Florida Gov. Ron DeSantis (R) accused pro-Palestine students of materially supporting terrorism during a foreign policy speech Friday.
The 2024 Republican presidential candidate characterized the members of the Students for Justice in Palestine (SJP) organization as a part of the militant group Hamas’s operation in Gaza and alleged that they materially support the terrorism the group has perpetrated.
“They are a group which publicly says that they don’t just stand in solidarity with Hamas, that they are a part of what Hamas is doing,” DeSantis said. “That is material support to terrorism, and that is not gonna be tolerated in the state of Florida, and it should not be tolerated in these United States of America.”
DeSantis’s description of the group in his speech came after he praised a move Florida officials instituted Tuesday.
“We deactivated Students for Justice in Palestine in our Florida University System,” DeSantis said. “So we have been proud what we’ve been able to do as governor, but as we look across the world now we are a nation adrift.”

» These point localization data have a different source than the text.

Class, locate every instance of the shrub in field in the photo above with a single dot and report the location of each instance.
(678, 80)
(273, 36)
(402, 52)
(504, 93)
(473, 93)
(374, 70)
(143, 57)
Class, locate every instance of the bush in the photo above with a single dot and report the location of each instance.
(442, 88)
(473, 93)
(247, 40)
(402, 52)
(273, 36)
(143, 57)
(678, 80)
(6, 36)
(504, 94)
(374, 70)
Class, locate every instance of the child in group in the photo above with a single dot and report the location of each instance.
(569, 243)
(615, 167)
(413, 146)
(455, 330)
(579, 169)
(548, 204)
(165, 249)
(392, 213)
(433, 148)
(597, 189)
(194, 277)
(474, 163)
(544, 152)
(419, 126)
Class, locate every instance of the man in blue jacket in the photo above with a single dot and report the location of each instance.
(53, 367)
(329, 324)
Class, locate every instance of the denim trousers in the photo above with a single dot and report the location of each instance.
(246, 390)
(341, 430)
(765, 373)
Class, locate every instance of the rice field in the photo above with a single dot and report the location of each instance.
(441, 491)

State University System Chancellor Ray Rodrigues directed state university presidents to disband pro-Palestinian student chapters on their respective campuses amid the war between Hamas and Israel.
DeSantis, viewed as former President Trump’s main contender in the 2024 GOP presidential primary, spoke Friday at The Heritage Foundation as a part of the “Mandate for Leadership Series,” where he also had a question-and-answer session with Heritage President Kevin Roberts and Epoch Times Senior Editor Jan Jekielek.
Fellow Republican presidential candidate Vivek Ramaswamy criticized the Florida governor for his move to decimate student chapters.
Ramaswamy said DeSantis is “wrong” to silence those “we disagree with.”
“My view is that the answer to bad speech is not less speech, it is more speech. And I think it is wrong for us to silence those we disagree with,” Ramaswamy said on The Hill TV’s “Rising” Wednesday.